No longer ignored, the recently impressive rallies among China exchange traded funds are, finally, getting some much-deserved attention.

That means a lot of eyeballs are turning to the iShares China Large-Cap ETF (NYSEArca: FXI). With $5.3 billion in assets under management, FXI is the largest China ETF. It is also the most heavily traded and home to the most robust options market of any China ETF. [Ignored Rally for China ETFs]

FXI also has some well-documented flaws that make the ETF overrated in the eyes of some.

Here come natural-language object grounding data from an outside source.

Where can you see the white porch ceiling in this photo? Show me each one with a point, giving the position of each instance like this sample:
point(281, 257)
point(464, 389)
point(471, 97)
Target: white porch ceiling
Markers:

“FXI’s flaws make up a double whammy. First, while it’s the largest China ETF, with $5.3 billion in assets, it’s also the narrowest. It tracks 25 stocks, and has a disproportionate 55 percent allocation to the financial sector,” reports Eric Balchunas for Bloomberg.

In fairness, FXI has surged 23.4% since March 20, when it and some rival China ETFs showed signs of bottoming. That is an undeniably impressive performance. What also cannot be denied is that long-term investors have been disappointed by FXI.

Over the three years ending Aug. 1, FXI is up just 3.6%, according to ETF Replay data. That is less than half the return posted by the iShares MSCI China ETF (NYSEArca: MCHI) and less than a third of the performance by the SPDR S&P China ETF (NYSEArca: GXC) over the same period. [A Resurgent China ETF]

Perhaps that is not a coincidence when considering MCHI and GXC hold 142 an 283 stocks, respectively. MCHI charges 0.62% per year while GXC charges 0.59%, both below the 0.74% annual fee on FXI.